Badminton star Lin Dan shocked by Indonesian Kuncoro in Singapore Open
China favourite pays for topsy-turvy form as Indonesian silences Indoor Stadium crowd
It was evident who the fans had turned up to see at the Singapore Indoor Stadium yesterday.
Almost the entire 7,000-strong crowd stayed for the final match of the day and, when he finally took the court, a resounding roar filled the arena.
They celebrated every shot he made and, unfairly, cheered every failed attempt by his opponent.
Yet, it was not enough to get Lin Dan over the line as he suffered a shock 21-10, 17-21, 22-20 semi-final loss to Indonesian qualifier Sony Dwi Kuncoro in the OUE Singapore Open.
Regarded as one of best players in the history of badminton, with two Olympic gold medals and five World Championship titles to his name, the one knock on Lin Dan throughout his career has been his temperament.
As the highest seed left in the last four, the Chinese was the favourite to go on and win the Singapore Open but, not for the first time in his career, he was his own enemy.
He looked absolutely disinterested as he lost the opening game in just 16 minutes.
He woke up and squared the tie by taking the second set 21-17 but, just when it looked as though he was on the verge of sending his supporters home happy, Kuncoro produced a brilliant response to claim the rubber set.
It was a curious display by Lin Dan.
"He (Kuncoro) managed to play better than me," he said, with nary a sign of emotion, after the defeat.
"He has played better than me throughout the tournament.
"My performance in the first set was not good… I lost that set too quickly and it took me too long to get myself into the groove."
Kuncoro will play South Korea's Son Wan Ho in today's final, with the Indonesian looking to reclaim the title he won in 2010.
"This is definitely a comeback for me as it's been a while since I won anything," said Kuncoro, who won the gold medal in men's singles at both the 2003 and 2005 SEA Games.
"I'm very happy to have played such an awesome game.

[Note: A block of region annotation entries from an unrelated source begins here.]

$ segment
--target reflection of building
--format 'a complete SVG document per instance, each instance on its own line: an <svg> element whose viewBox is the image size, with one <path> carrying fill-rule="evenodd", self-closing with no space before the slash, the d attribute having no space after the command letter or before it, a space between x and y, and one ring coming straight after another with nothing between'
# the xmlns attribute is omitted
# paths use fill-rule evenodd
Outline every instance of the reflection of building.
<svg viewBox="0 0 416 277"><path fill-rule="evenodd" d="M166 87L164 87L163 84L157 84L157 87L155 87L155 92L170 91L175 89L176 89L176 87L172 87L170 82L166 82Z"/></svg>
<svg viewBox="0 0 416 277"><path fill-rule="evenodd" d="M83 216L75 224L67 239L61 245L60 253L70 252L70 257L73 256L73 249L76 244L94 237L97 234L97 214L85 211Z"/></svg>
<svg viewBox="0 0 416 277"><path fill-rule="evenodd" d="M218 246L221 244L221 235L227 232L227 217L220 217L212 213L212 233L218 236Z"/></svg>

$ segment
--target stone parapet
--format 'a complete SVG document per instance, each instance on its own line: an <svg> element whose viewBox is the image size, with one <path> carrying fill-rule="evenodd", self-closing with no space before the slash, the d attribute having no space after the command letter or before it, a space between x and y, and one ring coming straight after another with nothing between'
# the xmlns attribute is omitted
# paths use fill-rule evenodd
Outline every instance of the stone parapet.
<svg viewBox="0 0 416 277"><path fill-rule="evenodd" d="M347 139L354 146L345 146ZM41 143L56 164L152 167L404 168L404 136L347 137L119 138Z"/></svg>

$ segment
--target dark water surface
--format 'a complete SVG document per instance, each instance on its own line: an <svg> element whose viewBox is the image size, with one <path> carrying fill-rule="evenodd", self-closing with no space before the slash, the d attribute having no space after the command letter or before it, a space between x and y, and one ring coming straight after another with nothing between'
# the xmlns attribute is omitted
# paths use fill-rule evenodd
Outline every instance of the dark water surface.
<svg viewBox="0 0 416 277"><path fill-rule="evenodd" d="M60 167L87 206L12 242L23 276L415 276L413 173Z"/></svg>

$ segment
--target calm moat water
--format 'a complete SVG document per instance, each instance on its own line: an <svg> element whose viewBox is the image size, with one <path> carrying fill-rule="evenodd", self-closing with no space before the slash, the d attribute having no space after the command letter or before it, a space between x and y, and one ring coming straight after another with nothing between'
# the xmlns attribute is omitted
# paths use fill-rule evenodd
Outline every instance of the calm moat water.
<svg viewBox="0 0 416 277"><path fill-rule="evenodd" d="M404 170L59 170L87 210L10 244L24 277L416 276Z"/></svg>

"The first set went by really fast, but then it started to get closer and I just had to concentrate on taking it point by point.
"I knew being a little hesitant cost me the second set so, when it came to the third, I just had the mindset that it was the final game and I needed to give it my all in being aggressive and keep attacking."

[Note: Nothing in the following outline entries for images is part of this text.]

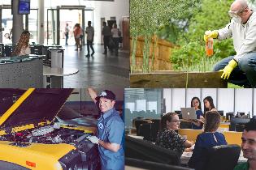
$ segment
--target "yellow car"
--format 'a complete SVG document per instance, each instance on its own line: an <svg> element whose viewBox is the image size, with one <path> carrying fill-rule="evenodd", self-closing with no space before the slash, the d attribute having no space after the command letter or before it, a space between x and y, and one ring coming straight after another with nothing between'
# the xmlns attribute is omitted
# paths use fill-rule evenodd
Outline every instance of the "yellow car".
<svg viewBox="0 0 256 170"><path fill-rule="evenodd" d="M0 89L0 169L98 168L94 127L56 125L72 89Z"/></svg>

Son, his opponent in the final, also showed good form, beating Hong Kong's Angus Ng 22-20 21-6 in his semi-final.
Said the 27-year-old: "I don't want to think too much about winning, otherwise I end up making too many mistakes.
"I just want to focus on giving all that I've got.
"It's the first time in a very long time that I've made it to a final.
"So I just want to finish the tournament knowing I've done my best, and that will give me confidence for the Olympics."